Manufacturing is super complex - employees and robots performing thousands of interconnected tasks, sometimes requiring a little bit of judgement, and never 100% supervised.
Even a mature operation like Toyota and Ford can blunder.
For me it was a situation where I've never heard of another case, so I guess highly anecdotal, but can see how it might have applied to millions of regular old Ford ICE cars that were on the road.
At one end of the accelerator linkage is the "user interface" (gas pedal) and at the other end it's the entire V8 engine. Where the linkage connects directly to the throttle using optimized leverage and failure-mitigating springs that can overcome a number of foreseeable failure scenarios. Which had gradually been improved since the Model T and through the entire Space Age.
Runaway acceleration wasn't a problem with the pedal.
Engine was running properly too. And the linkage was perfect.
Well the engine is heavy and is not bolted directly to the frame of the car, instead it uses motor mounts, which consist of a metal plate which bolts to the motor, and an opposite plate that bolts to the frame, separated by a thick hard rubber shock absorbing pad.

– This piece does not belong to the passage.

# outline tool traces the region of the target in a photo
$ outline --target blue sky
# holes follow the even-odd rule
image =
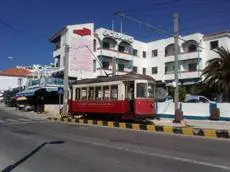
[[[118,31],[117,10],[169,32],[178,12],[180,33],[189,34],[229,30],[229,7],[229,0],[1,0],[0,69],[52,62],[48,38],[67,24],[94,22],[111,28],[114,20]],[[125,19],[123,32],[142,41],[166,37]]]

Motor mounts are doing some of their isolation duty when you see an idling engine under the hood shimmying a little while the fenders and hood are nicely stationary.

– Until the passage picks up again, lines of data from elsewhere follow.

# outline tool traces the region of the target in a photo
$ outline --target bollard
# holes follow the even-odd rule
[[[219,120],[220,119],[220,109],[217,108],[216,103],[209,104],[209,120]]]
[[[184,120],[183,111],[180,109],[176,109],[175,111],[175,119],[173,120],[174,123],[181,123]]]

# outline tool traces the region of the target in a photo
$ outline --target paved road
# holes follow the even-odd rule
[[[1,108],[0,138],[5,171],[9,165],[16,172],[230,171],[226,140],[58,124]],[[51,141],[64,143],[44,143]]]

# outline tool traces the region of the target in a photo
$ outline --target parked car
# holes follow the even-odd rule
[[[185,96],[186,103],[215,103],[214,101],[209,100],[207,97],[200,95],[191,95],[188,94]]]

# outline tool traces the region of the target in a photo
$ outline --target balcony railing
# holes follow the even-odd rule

Anyway it took years to figure out because it happened so seldom, and the cause & effect were so widely separated in time, but one day while navigating a jeep trail the engine had bottomed out, and that must have been the time one of the motor mounts separated, while the engine was momentarily forced an inch or more away from its normal position.
Nothing ever seemed any different, but every once in while when I would accelerate from a stop, the pedal would drop almost to the floor and it would really take off until I got my foot under the pedal and pulled it back.

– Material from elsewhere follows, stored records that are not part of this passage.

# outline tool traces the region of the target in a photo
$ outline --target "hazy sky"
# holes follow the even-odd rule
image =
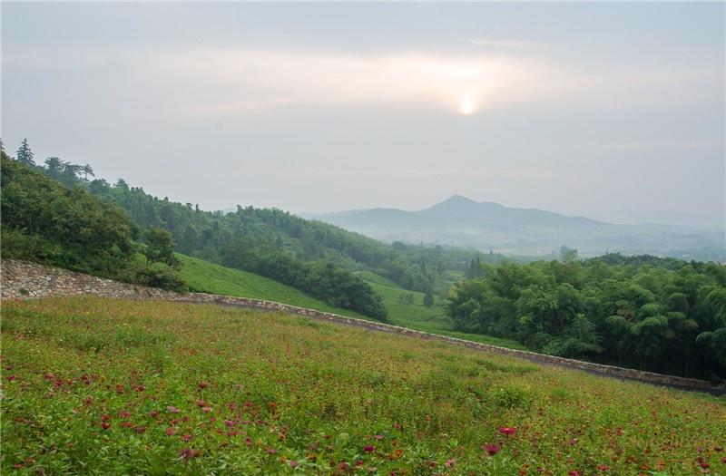
[[[2,4],[2,137],[203,209],[723,225],[724,4]]]

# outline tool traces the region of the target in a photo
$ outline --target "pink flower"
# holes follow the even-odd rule
[[[482,450],[486,452],[486,454],[488,454],[489,456],[494,456],[495,454],[499,452],[499,450],[501,449],[502,446],[496,443],[486,443],[484,446],[482,446]]]

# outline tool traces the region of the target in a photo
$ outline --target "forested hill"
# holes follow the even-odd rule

Turns out the torque was occasionally capable of twisting the engine in the direction away from the broken mount, enough to be pulling on the linkage, opening the throttle further, and resulting in more torque. Might have had something to do with the octane of the gasoline in use.
I guess at either end of the linkage you want the rubber to be bonded to the metal a lot better than you might think at first.
Even a mature operation like Toyota and Ford can blunder.